There are so many errors in this post that I don't know if I can correct them all. Let me give it a try.

1. There is no such thing as Turkey officially recognizing "two special ethnic groups" that is Jews and Greeks in the Lausanne Treaty. It is clear you have never read the text of the treaty:
http://wwi.lib.byu.edu/index.php/Treaty_of_Lausanne

Section III of the treaty is concerned with the "protection of minorities." Article 38 in this section tells us who these minorities are: Non-Moslems. No reference to Jews, no reference to Greeks, no omission of Armenians.
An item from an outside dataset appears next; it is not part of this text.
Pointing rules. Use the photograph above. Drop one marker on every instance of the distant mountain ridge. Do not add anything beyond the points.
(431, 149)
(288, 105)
That was the theory bit. Now, in practice, Jews, Greeks and Armenians were the three minority groups recognized with respect to the Lausanne Treaty. Your claim that Armenians were not recognized is totally baseless.

2. The Non-Moslem minorities, whose rights were protected in the Lausanne Treaty, were not only given same rights (in proviso) as Turks, they were given further rights not even available to the Turkish people! Turkey accepted these rights in the Lausanne Treaty as fundamental law and made a pledge so that it would never take measures to limit those rights.

3. There is a good reason "Kurds, Nogais, Zazas, Ossetians, Laz, Arabs, Georgians" were not recognized by the Lausanne Treaty: they were Muslim and therefore, they were not non-Moslems. Hence, by the logic of the treaty, they were considered as the founding element of Turkey. In fact, during the Lausanne negotiations, the chief Turkish delegate, Ismet (Inonu) even claimed that he represented not only the Turks but the Kurds, too! In January 1923, Mustafa Kemal Pasha gave an interview to the journalists, where he stated that they were thinking of giving some sort of local autonomy to the provinces inhabited mostly by the Kurds.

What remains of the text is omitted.